The Manorial Society of Great Britain Limited is a private limited company (by Guarantee)   and incorporated on 30 December 1996. It has a membership of approximately 1,900, comprising Lords of the Manor, feudal barons, peers, and historians mainly from the United Kingdom but also some from the Republic of Ireland.

Its aims are:
To promote the study of English history and traditions, especially the monarchy and British parliamentary institutions
To promote the preservation of manorial records
To promote awareness of "the Lord's privileges and responsibilities in the local community" 
To promote comradeship among men and women of like-mind

Governance
The Governing Council of the Manorial Society of Great Britain in 2018 includes the following members of the British peerage and knightage amongst whom one usually hosts an annual reception at the House of Lords.

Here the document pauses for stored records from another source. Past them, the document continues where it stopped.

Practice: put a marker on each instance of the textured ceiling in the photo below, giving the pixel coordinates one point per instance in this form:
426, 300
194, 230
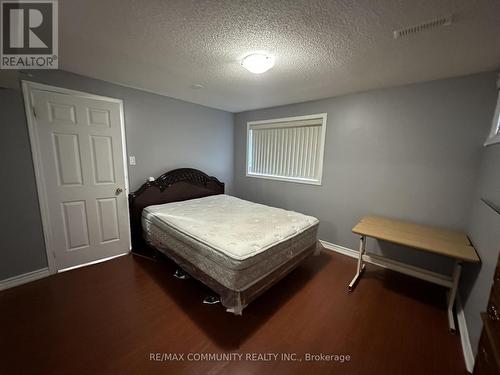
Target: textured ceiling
322, 48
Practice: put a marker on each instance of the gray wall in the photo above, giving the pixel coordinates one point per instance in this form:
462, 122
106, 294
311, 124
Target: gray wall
484, 231
21, 239
163, 133
410, 152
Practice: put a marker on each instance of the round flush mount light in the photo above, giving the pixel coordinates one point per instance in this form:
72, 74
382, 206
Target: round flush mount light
258, 63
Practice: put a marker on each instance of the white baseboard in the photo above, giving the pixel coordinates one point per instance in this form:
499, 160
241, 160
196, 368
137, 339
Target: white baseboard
24, 278
464, 336
462, 324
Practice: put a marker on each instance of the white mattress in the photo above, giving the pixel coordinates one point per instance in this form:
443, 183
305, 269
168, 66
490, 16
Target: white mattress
237, 228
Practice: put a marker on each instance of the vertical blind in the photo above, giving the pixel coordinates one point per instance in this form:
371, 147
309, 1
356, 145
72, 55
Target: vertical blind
288, 150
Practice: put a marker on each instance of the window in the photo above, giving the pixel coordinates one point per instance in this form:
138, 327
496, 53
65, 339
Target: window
494, 136
288, 149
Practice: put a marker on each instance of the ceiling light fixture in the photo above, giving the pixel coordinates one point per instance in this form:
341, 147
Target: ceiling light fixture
258, 63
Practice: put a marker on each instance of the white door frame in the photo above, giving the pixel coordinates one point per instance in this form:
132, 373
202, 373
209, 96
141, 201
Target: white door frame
28, 87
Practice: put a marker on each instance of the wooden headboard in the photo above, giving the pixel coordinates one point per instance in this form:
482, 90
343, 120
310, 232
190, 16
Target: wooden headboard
174, 186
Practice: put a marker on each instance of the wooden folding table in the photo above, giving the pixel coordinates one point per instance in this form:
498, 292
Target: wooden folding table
455, 245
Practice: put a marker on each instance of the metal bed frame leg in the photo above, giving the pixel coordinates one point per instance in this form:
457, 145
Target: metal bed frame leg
457, 269
361, 264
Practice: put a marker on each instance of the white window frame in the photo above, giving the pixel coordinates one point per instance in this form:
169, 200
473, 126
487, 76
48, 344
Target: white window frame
494, 136
277, 122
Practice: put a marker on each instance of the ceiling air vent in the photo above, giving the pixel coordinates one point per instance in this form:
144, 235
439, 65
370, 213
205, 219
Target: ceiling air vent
415, 29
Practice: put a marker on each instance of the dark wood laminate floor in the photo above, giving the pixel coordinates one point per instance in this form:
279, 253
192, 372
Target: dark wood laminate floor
109, 317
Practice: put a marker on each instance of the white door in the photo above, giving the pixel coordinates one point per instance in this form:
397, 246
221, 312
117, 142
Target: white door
82, 169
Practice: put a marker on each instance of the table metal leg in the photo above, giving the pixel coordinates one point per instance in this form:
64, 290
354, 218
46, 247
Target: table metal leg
452, 295
361, 264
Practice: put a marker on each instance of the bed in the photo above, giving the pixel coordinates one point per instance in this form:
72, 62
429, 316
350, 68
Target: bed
237, 248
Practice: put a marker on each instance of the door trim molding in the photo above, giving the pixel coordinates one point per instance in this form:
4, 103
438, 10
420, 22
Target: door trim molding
24, 278
27, 88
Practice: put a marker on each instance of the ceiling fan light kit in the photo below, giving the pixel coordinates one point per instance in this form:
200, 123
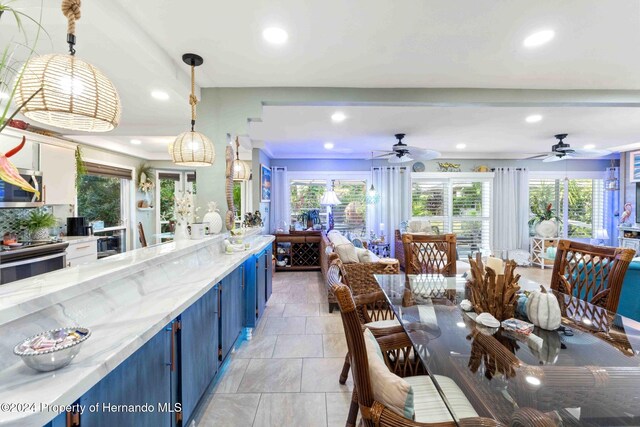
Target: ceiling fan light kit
66, 92
192, 148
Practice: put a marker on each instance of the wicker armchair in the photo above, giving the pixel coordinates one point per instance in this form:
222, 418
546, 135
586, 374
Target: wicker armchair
426, 254
591, 273
375, 413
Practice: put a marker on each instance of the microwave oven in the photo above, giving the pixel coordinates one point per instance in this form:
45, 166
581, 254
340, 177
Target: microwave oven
12, 196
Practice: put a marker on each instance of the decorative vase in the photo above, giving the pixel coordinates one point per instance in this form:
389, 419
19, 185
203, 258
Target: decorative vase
180, 232
40, 234
547, 228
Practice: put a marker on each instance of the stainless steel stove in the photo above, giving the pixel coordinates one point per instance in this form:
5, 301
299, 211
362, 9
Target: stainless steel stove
31, 259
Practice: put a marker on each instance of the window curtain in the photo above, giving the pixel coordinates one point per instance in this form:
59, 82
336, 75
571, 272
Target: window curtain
394, 187
279, 212
510, 211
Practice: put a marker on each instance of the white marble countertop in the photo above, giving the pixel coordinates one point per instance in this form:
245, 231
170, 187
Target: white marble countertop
125, 300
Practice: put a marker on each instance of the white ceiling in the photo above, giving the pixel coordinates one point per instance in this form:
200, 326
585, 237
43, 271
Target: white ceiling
488, 132
359, 43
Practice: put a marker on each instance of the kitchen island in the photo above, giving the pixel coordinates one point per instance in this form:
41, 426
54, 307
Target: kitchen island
163, 319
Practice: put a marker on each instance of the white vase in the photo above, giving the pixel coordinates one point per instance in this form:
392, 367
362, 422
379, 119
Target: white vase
547, 228
180, 232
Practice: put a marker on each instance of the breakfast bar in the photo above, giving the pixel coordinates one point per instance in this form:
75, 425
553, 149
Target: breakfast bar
162, 321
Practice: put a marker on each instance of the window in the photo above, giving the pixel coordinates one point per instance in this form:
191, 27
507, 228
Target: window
578, 202
456, 205
351, 214
305, 195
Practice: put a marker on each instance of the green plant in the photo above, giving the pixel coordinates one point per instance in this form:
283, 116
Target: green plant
39, 218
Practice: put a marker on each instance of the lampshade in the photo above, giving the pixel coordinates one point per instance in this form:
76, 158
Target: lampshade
241, 170
75, 95
192, 148
329, 199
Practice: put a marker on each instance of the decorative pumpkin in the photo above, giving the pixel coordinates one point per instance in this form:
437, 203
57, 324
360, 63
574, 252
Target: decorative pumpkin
213, 218
543, 310
551, 345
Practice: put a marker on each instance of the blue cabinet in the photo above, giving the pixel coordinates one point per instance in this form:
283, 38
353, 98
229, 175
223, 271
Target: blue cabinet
142, 379
231, 309
198, 350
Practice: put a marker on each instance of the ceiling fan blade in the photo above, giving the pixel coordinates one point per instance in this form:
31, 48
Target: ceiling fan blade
552, 158
582, 152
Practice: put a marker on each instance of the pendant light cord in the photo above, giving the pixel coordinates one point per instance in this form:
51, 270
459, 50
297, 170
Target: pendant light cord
193, 101
71, 9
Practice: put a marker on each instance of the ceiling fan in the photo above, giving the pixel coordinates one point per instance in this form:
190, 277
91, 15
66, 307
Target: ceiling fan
563, 151
402, 152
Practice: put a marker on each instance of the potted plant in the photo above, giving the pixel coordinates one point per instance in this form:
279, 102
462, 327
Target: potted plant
38, 223
545, 221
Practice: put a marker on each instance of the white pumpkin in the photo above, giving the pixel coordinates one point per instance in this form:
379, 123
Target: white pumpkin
213, 218
543, 310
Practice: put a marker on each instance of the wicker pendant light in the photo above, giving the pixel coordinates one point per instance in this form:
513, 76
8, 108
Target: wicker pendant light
241, 170
69, 92
192, 148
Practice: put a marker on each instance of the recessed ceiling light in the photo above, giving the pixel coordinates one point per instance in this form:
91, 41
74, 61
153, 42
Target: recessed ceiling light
275, 35
539, 38
338, 117
160, 95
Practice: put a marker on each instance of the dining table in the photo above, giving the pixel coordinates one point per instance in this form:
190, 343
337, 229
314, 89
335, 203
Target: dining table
587, 372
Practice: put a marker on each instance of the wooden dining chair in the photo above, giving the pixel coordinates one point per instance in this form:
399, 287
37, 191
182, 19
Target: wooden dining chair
591, 273
430, 254
141, 237
430, 409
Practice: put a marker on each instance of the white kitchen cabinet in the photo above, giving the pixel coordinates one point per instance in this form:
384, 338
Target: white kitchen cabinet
58, 166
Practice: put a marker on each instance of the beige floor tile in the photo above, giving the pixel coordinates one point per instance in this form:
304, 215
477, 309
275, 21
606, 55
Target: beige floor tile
291, 410
231, 375
322, 375
229, 410
284, 325
338, 408
302, 309
324, 325
292, 346
272, 376
334, 345
259, 347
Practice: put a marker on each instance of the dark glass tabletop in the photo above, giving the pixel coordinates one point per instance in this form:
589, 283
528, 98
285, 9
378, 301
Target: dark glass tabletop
585, 373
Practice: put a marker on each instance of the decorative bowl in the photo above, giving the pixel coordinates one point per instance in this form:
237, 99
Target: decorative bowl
55, 357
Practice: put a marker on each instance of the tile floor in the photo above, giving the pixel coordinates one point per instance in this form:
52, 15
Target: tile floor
287, 374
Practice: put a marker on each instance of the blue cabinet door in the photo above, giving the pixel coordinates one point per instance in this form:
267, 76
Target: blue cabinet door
198, 350
143, 378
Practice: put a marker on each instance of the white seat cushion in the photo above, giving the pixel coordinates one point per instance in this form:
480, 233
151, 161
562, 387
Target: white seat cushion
429, 406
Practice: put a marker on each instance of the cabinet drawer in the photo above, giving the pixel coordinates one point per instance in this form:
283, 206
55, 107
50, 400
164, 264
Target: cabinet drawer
82, 249
81, 260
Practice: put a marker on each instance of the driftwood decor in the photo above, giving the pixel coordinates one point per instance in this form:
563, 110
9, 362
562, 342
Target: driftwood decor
230, 218
493, 293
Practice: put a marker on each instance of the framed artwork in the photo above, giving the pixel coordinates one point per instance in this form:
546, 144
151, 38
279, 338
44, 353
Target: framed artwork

The Right Honourable the 10th Earl of Shannon 
The Right Honourable the Lord Sudeley, MA (Oxon), FSA
The Right Honourable Sir Desmond Lorenz de Silva, QC, PC, KStJ
Mr Cecil Humphery-Smith, OBE, FSA

Original foundation
The original Manorial Society was established as a pressure group in 1906 but did not long survive. Another organization claiming to be a revival was registered in 1995 as "The Manorial Society Limited" under Company registration No. 03111590. Both organizations are no longer connected to the original society.

Source of information
Her Majesty's Land Registry refers to the Manorial Society of Great Britain as a source of information in assisting research on manors as officially indicated on HMLR Practice Guide 22.

Publications
In 1996 the Society co-published a guide to Manorial Law.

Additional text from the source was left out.